かつて日本では、教科書に「障害者と結婚してはいけない」と明記されていた時代があった。障害のある人を「不良」と位置づける優生思想は、戦後も長期にわたり国策として広められ、社会の隅々にまで浸透したとされる。この歴史的背景が、現在に至るまで障害者差別が根強く残る一因になったとの指摘も多い。
障害者権利条約の採択は、こうした過去の過ちに対する国際社会の反省の上に成り立っている。障害の有無にかかわらず、すべての人が等しく人権を有し、社会のあらゆる場面に参加できることを原則として掲げた点に大きな意義がある。

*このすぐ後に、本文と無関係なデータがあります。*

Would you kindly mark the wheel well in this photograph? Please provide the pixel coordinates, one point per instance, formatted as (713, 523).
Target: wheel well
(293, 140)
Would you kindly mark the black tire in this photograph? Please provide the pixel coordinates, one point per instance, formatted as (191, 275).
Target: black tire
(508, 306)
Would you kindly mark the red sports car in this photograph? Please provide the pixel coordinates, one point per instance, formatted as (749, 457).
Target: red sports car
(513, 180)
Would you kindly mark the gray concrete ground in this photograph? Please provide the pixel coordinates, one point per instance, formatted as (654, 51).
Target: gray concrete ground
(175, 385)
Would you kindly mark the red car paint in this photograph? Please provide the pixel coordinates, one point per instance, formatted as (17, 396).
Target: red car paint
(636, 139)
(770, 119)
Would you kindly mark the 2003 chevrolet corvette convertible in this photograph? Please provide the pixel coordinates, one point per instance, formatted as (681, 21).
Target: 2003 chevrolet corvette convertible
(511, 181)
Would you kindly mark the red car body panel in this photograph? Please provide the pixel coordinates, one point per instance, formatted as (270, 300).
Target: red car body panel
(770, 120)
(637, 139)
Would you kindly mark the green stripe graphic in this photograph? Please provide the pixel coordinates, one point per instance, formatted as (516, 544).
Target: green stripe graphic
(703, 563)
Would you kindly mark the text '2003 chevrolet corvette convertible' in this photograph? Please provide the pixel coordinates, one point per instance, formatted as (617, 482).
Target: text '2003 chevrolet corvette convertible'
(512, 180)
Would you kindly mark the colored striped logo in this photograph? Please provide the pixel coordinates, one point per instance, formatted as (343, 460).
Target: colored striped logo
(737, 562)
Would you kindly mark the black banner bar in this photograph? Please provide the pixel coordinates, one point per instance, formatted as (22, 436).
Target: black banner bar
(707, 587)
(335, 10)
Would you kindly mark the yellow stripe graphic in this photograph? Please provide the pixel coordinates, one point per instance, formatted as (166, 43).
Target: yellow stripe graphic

条約採択から約20年が経過した現在も、差別や偏見が完全に解消されたとは言い難い。だからこそ、優生思想がもたらした歴史的過ちを直視し、同じ過ちを繰り返さないための検証と教育が求められている。障害者権利条約が示した理念を、社会の実践としてどこまで根付かせられるのかが、いま改めて問われている。